September 8, 2009 in Opinion

Editorial: Racetrack purchase could burn taxpayers

 

Spokane County commissioners – Todd Mielke and Mark Richard made the deciding votes – took a big risk in purchasing the Spokane Raceway Park and surrounding acreage. But if their gamble fails, it will be taxpayers who are on the hook.

The contract for track management is in jeopardy, because Austin Motorsports Management LLC hasn’t paid four contractors for work worth more than $1 million. About $2 million in work has been done to get the West Plains track into racing shape. When the issue of nonpayment surfaced in July, track operator Bucky Austin said it was a misunderstanding, with administrative snags holding up the payments. Don’t worry, he said, the track was on course.

But more than two months have passed, and the bills are still unpaid. This is bad news for Spokane County, because the facility was purchased with the idea that it would pay for itself. It’s also bad because if Austin doesn’t pay, then the contractors are likely to sue the county for negligent oversight.

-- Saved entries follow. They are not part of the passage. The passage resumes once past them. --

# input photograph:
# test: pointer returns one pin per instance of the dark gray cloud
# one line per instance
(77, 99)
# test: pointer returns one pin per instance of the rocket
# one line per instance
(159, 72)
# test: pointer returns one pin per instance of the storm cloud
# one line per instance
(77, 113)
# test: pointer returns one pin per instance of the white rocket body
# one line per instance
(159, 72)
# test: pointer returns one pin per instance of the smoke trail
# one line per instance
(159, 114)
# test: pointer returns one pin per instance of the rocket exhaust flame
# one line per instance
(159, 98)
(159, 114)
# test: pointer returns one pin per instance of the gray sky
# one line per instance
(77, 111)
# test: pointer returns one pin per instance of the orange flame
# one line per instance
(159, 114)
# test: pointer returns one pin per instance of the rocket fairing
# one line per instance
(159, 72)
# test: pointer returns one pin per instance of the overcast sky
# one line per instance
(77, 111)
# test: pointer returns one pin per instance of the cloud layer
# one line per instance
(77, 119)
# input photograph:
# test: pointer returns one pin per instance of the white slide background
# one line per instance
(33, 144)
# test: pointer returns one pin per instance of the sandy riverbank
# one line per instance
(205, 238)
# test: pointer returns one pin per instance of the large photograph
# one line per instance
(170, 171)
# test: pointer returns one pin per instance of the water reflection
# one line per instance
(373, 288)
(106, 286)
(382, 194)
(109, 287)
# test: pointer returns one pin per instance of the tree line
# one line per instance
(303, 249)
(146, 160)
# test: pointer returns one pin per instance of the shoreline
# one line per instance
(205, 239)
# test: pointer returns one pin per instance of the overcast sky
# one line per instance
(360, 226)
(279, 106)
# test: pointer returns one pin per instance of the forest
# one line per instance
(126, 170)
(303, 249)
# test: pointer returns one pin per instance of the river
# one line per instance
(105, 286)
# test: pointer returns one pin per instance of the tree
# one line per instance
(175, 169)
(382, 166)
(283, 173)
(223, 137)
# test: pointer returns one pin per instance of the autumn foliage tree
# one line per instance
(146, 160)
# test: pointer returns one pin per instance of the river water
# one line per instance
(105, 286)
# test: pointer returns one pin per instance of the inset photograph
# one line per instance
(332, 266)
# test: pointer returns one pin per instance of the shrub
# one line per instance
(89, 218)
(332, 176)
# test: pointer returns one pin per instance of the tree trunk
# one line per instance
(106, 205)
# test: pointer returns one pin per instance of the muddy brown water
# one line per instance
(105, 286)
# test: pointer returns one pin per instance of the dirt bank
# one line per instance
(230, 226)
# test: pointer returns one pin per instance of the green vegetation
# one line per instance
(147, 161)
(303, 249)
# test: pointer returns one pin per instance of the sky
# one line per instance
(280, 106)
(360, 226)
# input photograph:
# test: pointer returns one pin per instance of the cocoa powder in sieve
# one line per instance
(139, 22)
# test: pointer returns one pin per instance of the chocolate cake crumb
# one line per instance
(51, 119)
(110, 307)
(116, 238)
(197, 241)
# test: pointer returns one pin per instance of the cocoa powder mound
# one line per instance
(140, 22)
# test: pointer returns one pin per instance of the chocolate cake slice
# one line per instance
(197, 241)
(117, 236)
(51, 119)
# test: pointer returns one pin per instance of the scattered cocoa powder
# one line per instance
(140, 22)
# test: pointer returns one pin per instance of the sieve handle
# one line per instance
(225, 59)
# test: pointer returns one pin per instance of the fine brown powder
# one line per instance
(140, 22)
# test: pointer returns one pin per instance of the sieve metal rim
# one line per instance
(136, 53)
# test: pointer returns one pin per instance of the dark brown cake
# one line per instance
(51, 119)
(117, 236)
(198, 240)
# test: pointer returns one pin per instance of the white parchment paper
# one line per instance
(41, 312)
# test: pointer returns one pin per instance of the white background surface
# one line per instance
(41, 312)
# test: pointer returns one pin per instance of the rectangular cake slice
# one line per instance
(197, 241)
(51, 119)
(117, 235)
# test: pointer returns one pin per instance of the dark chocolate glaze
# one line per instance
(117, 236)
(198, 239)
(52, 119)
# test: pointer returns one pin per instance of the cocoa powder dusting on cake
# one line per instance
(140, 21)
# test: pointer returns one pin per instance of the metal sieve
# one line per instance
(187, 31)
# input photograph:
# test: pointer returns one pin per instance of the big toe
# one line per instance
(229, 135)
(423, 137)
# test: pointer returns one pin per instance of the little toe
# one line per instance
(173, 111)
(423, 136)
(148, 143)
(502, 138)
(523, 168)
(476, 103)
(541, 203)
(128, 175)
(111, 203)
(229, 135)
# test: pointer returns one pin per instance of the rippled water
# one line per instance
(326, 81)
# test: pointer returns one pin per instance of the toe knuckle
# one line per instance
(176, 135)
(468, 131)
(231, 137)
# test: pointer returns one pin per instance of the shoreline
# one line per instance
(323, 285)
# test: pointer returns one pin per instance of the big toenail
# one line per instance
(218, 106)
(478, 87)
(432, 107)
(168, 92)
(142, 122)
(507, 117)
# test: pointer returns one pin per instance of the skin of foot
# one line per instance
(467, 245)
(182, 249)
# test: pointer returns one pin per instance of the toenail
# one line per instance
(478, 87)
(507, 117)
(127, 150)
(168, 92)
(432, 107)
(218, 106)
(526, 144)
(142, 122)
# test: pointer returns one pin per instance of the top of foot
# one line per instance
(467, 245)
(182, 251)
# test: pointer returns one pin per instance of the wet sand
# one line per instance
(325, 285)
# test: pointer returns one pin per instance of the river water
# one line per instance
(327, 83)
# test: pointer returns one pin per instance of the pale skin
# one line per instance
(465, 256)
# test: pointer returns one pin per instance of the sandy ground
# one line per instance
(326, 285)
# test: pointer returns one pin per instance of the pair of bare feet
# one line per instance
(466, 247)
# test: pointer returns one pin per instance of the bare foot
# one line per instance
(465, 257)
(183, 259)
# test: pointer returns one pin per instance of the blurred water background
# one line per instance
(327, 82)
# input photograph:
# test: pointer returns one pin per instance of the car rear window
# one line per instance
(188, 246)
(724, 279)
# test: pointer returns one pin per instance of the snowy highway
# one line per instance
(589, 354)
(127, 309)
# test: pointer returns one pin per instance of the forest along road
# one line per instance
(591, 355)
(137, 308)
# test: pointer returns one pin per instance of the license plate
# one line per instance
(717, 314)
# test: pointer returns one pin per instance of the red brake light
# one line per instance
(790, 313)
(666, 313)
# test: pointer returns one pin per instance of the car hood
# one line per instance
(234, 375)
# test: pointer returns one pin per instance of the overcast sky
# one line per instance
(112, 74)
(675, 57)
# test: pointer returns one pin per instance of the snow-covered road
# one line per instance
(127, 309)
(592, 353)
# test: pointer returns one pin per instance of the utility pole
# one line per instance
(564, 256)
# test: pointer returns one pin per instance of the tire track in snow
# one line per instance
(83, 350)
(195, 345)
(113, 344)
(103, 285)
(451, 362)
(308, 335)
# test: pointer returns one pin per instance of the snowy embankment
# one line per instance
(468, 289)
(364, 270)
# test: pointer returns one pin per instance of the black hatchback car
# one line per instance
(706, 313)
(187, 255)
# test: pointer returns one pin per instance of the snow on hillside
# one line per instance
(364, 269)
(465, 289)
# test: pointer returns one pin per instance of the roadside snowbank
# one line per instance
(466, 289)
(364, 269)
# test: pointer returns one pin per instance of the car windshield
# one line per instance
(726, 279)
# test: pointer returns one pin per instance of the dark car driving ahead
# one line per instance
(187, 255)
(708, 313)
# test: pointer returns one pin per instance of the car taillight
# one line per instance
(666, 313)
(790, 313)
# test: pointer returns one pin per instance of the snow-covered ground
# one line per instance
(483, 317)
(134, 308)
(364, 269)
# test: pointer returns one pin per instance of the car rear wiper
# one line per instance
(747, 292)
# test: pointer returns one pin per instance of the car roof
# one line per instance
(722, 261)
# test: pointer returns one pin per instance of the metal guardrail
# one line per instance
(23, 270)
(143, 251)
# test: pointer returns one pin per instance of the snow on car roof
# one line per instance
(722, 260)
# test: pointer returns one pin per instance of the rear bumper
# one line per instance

Upon purchase of the track and surrounding acreage, commissioners noted what a bargain it was, but $4.3 million is still a lot of money for a cash-strapped county. The plan was to tap proceeds from the races to cover the purchase, but some events have been canceled or postponed because of the financial uncertainties.

Northwest Pro4 Alliance’s July 18 appearance was among those canceled. “We didn’t want to go race and have them say they didn’t have the money to pay us,” said Bob Coply, of Boise, the alliance’s president.

Until the financial cloud is lifted, it will be difficult for the track to make enough money to pay the county and its contractors. Commissioners are losing patience, giving Austin 60 days to settle the bills or lose the contract. At that point the racing season will be over, and county officials will know whether Austin is up to the task.

If not, they need to act fast to hire another track manager, because the county cannot afford for this venture to fail. It’s already looking at an expensive new jail; then there’s the specter of those lawsuits to cover $1 million in bills.

Austin offers several excuses for why he’s in a bind. He opted for an ambitious start on upgrades, but he didn’t get clearance for some of that work. He says the credit crunch thwarted a loan. He blamed a construction manager for failing to obtain the bond required by the contract, but the responsibility is his. Now that the work is done, the bond cannot be purchased.

Mielke and Richard aggressively pursued the purchase of the facility. They now need the same zeal to ensure that it won’t become a money pit for taxpayers.